L'exécution de David est froide; elle refroidirait des idées plus élevées et plus animées que les siennes. L'exécution, au contraire, relève l'idée dans ce qu'elle a de commun ou de faible.

Imagination[363]. Elle est la première qualité de l'artiste. Elle n'est pas moins nécessaire à l'amateur. Je ne conçois pas l'homme dénué d'imagination et qui achète des tableaux: c'est qu'il a de la vanité en proportion de ce qui lui manque sous le rapport que j'ai dit. Or, quoique cela paraisse étrange, le plus grand nombre des hommes en est dépourvu. Non seulement ils n'ont pas cette imagination ardente ou pénétrante qui leur peint avec vivacité les objets, qui les introduit dans leurs causes mêmes, mais ils n'ont pas davantage la compréhension nette des ouvrages où cette imagination domine.

Les partisans de l'axiome des sensualistes, que nil in intellectu quod non fuerit prius in sensu, prétendent en conséquence de ce principe que l'imagination n'est qu'une espèce de souvenir. Il faudra bien qu'ils accordent cependant que tous les hommes ont la sensation et la mémoire, et que très peu ont l'imagination, qu'on prétend se composer de ces deux éléments. L'imagination chez l'artiste ne se représente pas seulement tels ou tels objets, elle les combine pour la fin qu'il veut obtenir; elle fait des tableaux, des images qu'il compose à son gré. Où est donc l'expérience acquise qui peut donner cette faculté de composition?

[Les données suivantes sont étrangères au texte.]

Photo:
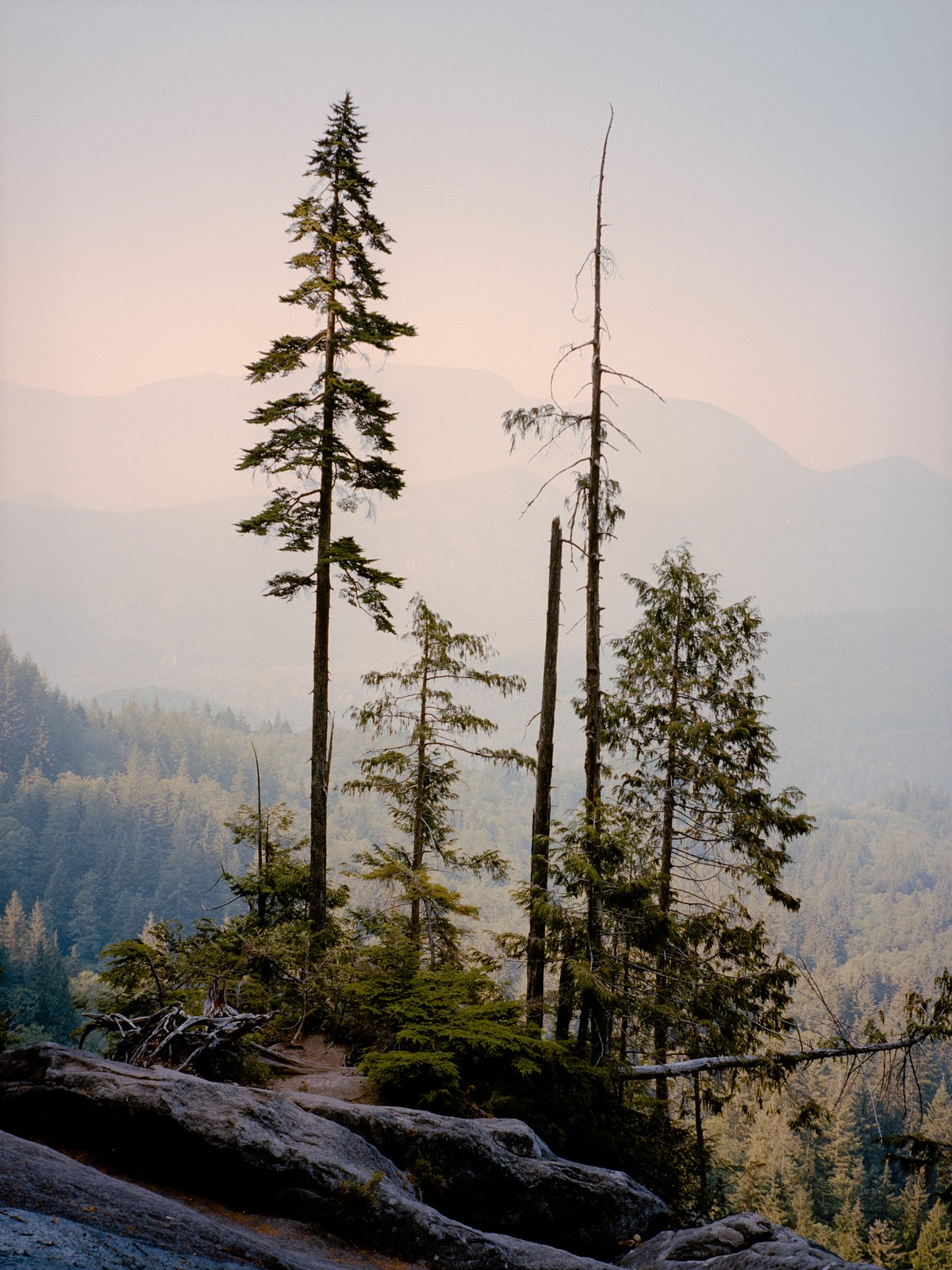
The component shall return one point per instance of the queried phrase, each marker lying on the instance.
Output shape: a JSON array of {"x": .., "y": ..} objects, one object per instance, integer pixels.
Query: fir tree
[
  {"x": 418, "y": 772},
  {"x": 933, "y": 1249},
  {"x": 333, "y": 440},
  {"x": 598, "y": 511},
  {"x": 685, "y": 721}
]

Empâtement. Le vrai talent de l'exécution doit consister à tirer le meilleur parti possible pour l'effet des moyens matériels. Chaque procédé a ses avantages et ses inconvénients. Pour ne parler que de celui de la peinture à l'huile, qui est le plus parfait et le plus abondant en ressources, il importe d'étudier comment il a été employé par les diverses écoles et de voir le parti qu'on peut tirer de ces différentes manières. Mais sans entrer dans le détail de chacune de ces manières, on peut s'en rendre compte à priori.

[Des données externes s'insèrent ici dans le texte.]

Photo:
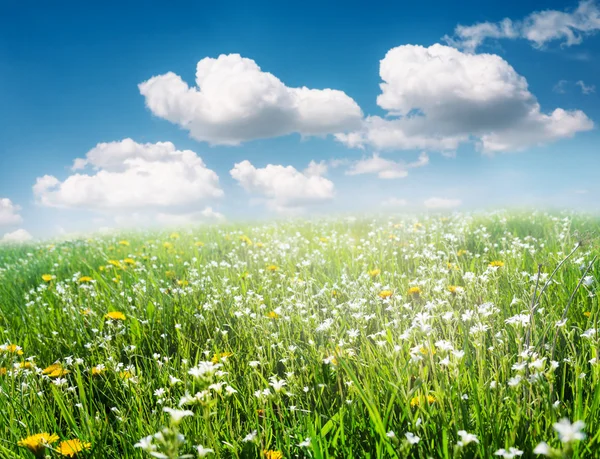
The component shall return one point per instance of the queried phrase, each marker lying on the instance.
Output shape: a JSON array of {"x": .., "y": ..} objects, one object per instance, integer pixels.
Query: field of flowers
[{"x": 446, "y": 337}]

Ce qui constitue les avantages de ce genre (la peinture à l'huile), que les grands maîtres ont porté diversement à la perfection, est: 1° l'intensité que les tons foncés conservent au moment de l'exécution; ce qui ne se rencontre ni dans la détrempe, ni dans la fresque, ni dans l'aquarelle, ni en un mot dans toutes les peintures à l'eau, laquelle, étant l'unique agent qui délaye les couleurs, les laisse en s'évaporant beaucoup au-dessous du ton: la peinture à l'huile a la propriété de conserver les couleurs fraîches pour les marier; 2° la faculté d'employer suivant l'opportunité tantôt les frottis, tantôt les empâtements, ce qui favorise incomparablement le rendu, soit des parties mates, soit des parties transparentes; 3° la possibilité de revenir à volonté sur la peinture sans l'altérer, et au contraire en augmentant la vigueur de l'effet ou en atténuant la crudité des tons; 4° la facilité que la fluidité des couleurs, pendant un temps assez long, donne à l'artiste dans le maniement du pinceau, etc.

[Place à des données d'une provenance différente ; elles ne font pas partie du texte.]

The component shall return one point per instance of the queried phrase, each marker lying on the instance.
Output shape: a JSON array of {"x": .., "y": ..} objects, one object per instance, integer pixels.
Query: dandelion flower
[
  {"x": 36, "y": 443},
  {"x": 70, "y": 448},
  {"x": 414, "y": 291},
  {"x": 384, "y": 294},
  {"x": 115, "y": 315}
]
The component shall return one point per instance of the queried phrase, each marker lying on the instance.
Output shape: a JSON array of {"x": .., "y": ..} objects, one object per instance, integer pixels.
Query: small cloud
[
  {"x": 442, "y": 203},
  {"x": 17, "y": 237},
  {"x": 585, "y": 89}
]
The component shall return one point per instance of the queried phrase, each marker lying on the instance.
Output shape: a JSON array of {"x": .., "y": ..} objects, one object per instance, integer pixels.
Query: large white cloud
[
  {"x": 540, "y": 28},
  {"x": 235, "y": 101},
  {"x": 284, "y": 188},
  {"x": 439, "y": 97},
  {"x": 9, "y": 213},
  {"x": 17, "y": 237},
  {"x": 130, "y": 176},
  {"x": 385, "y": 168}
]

Plusieurs inconvénients: effets du vernis par le temps; nécessité d'attendre pour retoucher.

Il est nécessaire de calculer le contraste de l'empâtement et du glacis, de manière que ce contraste se fasse encore sentir, même quand les vernis successifs ont produit leur effet, qui est toujours de rendre le tableau lisse.

Arbres. La manière de les peindre et de les préparer.

J'ai noté dans un Agenda (29 avril 1854) cette sorte d'ébauche conforme à la marche naturelle[364].

Poussière. Le ton de la poussière est la demi-teinte la plus universelle. En effet, elle est un composé de tous les tons. Les tons de la palette mêlés ensemble donnent toujours un ton de poussière plus ou moins intense.

Graveur. Je trouve dans un article de la Presse sur Geoffroi Tory[365], du 17 juin 1857, que les anciens graveurs étaient des artistes; aujourd'hui ils ne sont que des mercenaires!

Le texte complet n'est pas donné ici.